Sprint: Massive Cutbacks and Major Stock Fall

Sprint Nextel Corp., the third-biggest wireless carrier in the U.S., on Friday saw its shares suffer their biggest fall in more than 25 years after it lost more subscribers than analysts estimated and announced plans to fire 4,000 workers.

Sprint plunged $2.87, or 25%, the most since at least July 1980, to $8.70. The company said about 683,000 contract customers left last quarter, more than the 200,000 estimate of Robert W. Baird & Co. analyst William Power.
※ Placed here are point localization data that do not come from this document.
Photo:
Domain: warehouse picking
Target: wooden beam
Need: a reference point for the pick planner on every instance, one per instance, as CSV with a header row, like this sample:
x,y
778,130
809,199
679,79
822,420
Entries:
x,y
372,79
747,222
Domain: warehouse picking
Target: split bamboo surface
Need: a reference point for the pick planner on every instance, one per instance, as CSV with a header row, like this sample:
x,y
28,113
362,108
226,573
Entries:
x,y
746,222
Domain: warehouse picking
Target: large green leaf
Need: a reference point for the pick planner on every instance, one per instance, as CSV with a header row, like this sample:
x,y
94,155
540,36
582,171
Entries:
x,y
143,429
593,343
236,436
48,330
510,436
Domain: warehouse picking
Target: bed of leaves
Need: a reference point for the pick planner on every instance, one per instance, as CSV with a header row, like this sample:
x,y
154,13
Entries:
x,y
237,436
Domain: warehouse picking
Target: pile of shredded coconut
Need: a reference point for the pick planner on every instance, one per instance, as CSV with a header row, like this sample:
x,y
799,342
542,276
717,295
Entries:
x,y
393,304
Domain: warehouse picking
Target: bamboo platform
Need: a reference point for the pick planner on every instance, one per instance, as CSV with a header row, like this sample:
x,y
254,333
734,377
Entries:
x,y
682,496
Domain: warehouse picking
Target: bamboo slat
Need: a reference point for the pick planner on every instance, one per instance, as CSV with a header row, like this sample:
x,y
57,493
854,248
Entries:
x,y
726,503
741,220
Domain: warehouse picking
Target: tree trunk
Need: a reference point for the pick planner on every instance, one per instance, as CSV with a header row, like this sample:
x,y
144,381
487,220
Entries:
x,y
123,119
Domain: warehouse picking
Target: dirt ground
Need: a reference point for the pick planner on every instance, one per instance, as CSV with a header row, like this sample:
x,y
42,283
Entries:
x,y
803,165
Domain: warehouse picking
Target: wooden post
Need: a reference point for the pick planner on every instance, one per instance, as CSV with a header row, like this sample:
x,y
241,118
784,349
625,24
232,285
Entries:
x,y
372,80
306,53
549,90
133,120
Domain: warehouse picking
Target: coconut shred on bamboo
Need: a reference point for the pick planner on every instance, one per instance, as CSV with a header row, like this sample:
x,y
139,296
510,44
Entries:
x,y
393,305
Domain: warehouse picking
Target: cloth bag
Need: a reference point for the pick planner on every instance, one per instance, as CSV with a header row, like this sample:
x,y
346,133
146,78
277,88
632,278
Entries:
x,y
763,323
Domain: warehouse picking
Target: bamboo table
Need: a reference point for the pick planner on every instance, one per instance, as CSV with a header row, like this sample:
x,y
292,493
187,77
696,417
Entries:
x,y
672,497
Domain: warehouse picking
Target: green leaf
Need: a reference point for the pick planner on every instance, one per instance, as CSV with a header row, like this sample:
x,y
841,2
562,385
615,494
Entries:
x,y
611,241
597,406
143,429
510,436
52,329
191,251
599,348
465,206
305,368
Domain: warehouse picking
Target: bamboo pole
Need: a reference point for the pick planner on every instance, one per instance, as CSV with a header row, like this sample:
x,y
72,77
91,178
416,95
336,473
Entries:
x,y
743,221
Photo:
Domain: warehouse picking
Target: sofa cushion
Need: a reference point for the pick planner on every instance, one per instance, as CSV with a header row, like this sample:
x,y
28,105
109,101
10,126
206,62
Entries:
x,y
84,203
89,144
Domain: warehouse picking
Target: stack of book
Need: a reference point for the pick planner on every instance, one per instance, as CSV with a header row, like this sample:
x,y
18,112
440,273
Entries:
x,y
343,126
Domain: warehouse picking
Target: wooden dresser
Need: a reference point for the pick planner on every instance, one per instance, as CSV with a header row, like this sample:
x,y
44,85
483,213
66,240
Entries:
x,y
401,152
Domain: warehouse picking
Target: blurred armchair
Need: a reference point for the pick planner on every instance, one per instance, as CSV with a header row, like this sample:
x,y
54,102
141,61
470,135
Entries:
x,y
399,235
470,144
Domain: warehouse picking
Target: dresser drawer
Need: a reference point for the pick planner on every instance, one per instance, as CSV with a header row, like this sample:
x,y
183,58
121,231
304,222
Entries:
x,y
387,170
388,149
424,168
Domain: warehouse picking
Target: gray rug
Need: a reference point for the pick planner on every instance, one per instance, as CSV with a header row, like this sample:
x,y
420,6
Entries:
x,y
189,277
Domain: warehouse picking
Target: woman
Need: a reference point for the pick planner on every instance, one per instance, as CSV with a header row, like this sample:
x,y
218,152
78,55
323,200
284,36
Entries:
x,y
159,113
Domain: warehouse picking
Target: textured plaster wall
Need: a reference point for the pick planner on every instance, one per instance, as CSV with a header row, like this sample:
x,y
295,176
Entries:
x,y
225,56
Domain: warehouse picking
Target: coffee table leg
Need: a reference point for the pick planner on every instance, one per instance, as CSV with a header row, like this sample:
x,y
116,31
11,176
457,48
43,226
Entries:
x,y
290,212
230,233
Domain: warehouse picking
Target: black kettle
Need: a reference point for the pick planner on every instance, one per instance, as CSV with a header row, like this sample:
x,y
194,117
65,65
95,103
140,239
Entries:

The subscriber slump brings defections to 1.2 million in 2007, prompting Chief Executive Daniel Hesse to get rid of about one-fifth of Sprint's retail locations. Hesse replaced CEO Gary Forsee in December, taking charge of a company that has struggled to absorb the $36-billion purchase of Nextel and offer phones to compete with Apple Inc.'s iPhone, which is serviced by AT&T Inc.

"The subscriber numbers look pretty ugly," Power said. "It's not getting better."

Before the Nextel acquisition in 2005, the companies' combined market value was about $70 billion. Today, Reston, Va.-based Sprint is worth about $24 billion, a drop of almost two-thirds.

Larger rivals AT&T and Verizon Communications Inc., the co-owner of Verizon Wireless, each saw their shares fall more than 3%.

"There's just fear that telecom companies are not going to have good numbers," said Todd Rosenbluth, an equity analyst at Standard & Poor's.

Sprint's staff reductions, about 6.7% of the workforce, will cost $200 million. They will help save as much as $800 million a year, the company said. The job cuts, which will happen in the first half of the year, will apply to employees across the board, including managers.

Sprint also plans to close about 125 company-owned stores and get rid of 4,000 resellers. The company said it hadn't determined how much the closings would cost.

Sprint had about 54 million customers at the end of the year. The rate of contract customer turnover, or churn, was 2.3%, the same as in the previous quarter. The company will report full results Feb. 28.

Fitch Ratings cut the company's debt rating one level to "BBB-," the lowest above junk status, on the news. The firm said Sprint might have trouble winning "prime" subscribers amid growing competition and slowing economic growth.

Sprint said the number of customers disconnected for nonpayment rose last quarter.

AT&T and Verizon Wireless have lured Sprint's subscribers with better call quality and popular handsets such as the iPhone and LG Electronics Inc.'s Chocolate.

Both companies beat Sprint last year in a J.D. Power & Associates Inc. study on dropped calls, interference and failed connections.